Given privacy constraints, alternative ways of leveraging data to inform performance are critical. However, current performance measurement solutions have their limitations. On the quick side, only basic metrics like click-through rates or viewability would be available in near real-time. Meanwhile, on the slow side, more sophisticated information – like brand lift studies – are only provided long after campaigns have finished.
Digital marketing is no longer about who, it’s about what and how
Advanced tools can evaluate ad performance through metrics like audibility, zoom-level on the device being used and much more. Further analysis of user-interactions, like touches and screen orientation or video and audio control feedback, offers additional detail.
Marketers no longer can, or should, know personal information about the individuals they target. But, performance tools can achieve all the above without the need for personal data. In short, privacy friendly approaches don’t have to sacrifice precision or hinder reach.
Rather than answering who is looking at the content, performance tools have answered how they are looking at it. However, these insights are just part of the picture.
To place ads effectively in the first place, it’s important to also know what content they are appearing alongside. That’s where contextual targeting comes in.
It’s time to ask ‘what’s the meaning of this?’
Rapidly moving news topics, particularly those with either a vast amount of content being created regarding it (such as COVID-19) or those generating highly opinionated coverage (such as protest movements) pose a challenge to marketers.
However, it’s not only the topic of content that needs to be understood, but its context and whether the tone and underlying meaning makes the content brand safe or not. Much of the content surrounding the pandemic may be suitable for certain brands to appear alongside – for example, lockdown friendly family activities, recipes and at-home exercise routines would likely be safe for most brands. And, with consumers engaging with increasing amounts of content, marketers should not shy away from outreach.
However, some negative articles on COVID-19, for example, covering death figures or increasing lockdown measures, will not be suitable. Adding further complexity, some brand verticals (like healthcare) may be deemed more appropriate to appear on certain content, such as COVID-19 news than others, like travel. Marketers need holistic insights that can help them sift out the needles in the haystack and ensure their ads only appear in the right places for their brand.
Contextual targeting provides marketers with this information. With semantic science and artificial intelligence, contextual targeting technology can understand the context, tone and meaning of content at scale, and in real-time. When used effectively by identifying language-independent concepts and putting in place rules to determine the correct meaning of a word, marketers can drive placements to content relevant to their brand, continue to advertise on suitable news content, and safely avoid that which poses a risk.
Navigating 2020 and beyond
It’s a turbulent time for marketers. The pandemic, the deprecation of the cookie and changing content consumption habits are converging in an unprecedented year. There’s no silver bullet to navigating these transformations, each requires different tools, mindsets and approaches.
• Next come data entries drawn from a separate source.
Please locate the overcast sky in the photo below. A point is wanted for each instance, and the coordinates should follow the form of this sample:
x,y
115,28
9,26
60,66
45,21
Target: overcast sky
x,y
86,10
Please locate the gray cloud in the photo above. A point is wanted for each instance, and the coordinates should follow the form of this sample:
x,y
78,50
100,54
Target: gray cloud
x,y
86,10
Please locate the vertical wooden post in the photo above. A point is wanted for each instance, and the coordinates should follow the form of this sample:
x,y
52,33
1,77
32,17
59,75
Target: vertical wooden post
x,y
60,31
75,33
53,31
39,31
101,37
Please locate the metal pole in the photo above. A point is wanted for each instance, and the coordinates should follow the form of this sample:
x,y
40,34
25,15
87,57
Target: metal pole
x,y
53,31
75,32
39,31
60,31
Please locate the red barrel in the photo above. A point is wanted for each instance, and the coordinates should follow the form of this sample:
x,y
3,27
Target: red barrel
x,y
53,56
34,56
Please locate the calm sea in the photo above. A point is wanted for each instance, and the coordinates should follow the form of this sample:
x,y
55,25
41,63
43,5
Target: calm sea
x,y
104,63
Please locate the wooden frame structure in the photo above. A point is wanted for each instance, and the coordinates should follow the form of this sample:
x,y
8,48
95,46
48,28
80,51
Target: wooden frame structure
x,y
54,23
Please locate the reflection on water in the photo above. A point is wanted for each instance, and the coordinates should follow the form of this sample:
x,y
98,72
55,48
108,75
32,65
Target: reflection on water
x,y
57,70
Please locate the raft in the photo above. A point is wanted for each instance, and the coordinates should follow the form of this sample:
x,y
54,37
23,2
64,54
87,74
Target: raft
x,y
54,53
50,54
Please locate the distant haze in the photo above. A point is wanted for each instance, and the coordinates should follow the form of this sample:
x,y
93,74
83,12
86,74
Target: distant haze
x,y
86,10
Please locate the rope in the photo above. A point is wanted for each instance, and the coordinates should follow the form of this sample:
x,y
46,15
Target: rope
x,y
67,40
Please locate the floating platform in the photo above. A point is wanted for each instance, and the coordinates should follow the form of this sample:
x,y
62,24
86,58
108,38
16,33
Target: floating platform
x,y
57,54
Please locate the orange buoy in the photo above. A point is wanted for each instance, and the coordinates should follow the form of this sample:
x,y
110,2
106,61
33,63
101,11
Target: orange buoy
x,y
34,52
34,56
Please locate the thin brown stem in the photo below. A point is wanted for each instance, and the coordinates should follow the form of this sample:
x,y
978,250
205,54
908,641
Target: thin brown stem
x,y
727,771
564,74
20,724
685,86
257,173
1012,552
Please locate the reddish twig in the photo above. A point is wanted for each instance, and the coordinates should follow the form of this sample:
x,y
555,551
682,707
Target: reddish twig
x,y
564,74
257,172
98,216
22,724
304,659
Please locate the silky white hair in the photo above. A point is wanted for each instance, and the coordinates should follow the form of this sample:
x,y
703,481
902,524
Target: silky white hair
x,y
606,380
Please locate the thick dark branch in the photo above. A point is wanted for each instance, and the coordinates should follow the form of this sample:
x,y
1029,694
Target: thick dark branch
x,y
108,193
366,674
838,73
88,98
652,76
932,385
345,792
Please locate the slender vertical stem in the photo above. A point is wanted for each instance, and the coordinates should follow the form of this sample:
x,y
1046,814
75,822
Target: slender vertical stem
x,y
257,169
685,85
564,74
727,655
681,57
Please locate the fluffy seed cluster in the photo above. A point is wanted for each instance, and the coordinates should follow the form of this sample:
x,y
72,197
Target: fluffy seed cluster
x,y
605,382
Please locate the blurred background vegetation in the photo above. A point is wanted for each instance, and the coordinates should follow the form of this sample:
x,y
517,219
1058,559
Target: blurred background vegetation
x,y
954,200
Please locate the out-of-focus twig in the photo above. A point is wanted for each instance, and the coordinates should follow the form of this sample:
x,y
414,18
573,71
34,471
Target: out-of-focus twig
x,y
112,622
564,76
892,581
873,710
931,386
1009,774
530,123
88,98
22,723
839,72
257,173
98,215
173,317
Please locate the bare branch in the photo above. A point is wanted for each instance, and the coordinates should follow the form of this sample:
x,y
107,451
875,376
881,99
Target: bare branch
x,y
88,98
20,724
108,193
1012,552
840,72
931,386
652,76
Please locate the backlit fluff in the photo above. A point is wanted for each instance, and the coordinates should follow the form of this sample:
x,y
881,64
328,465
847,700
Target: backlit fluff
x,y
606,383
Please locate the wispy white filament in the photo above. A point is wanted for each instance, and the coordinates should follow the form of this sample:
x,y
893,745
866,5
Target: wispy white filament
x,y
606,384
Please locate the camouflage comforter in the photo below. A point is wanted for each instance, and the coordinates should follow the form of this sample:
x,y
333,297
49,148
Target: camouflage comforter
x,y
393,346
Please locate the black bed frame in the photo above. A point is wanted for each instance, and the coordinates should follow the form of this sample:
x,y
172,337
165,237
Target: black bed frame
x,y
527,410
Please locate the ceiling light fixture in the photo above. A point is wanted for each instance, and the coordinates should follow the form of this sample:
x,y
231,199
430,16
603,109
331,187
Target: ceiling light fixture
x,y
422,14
However, the common learning that can be taken from each is the need to challenge the status quo and to rethink how we can drive ad performance and generate business outcomes. And this isn’t all on marketers themselves. Embracing the opportunity presented by content consumption while ensuring ad placements are safe and relevant means demanding more from technology providers, to better optimise data available.
Privacy-friendly, precise insights and placements are possible from advanced verification and contextual targeting technology. Not only that, in order to thrive and drive up campaign performance in 2020 and beyond, they’re essential.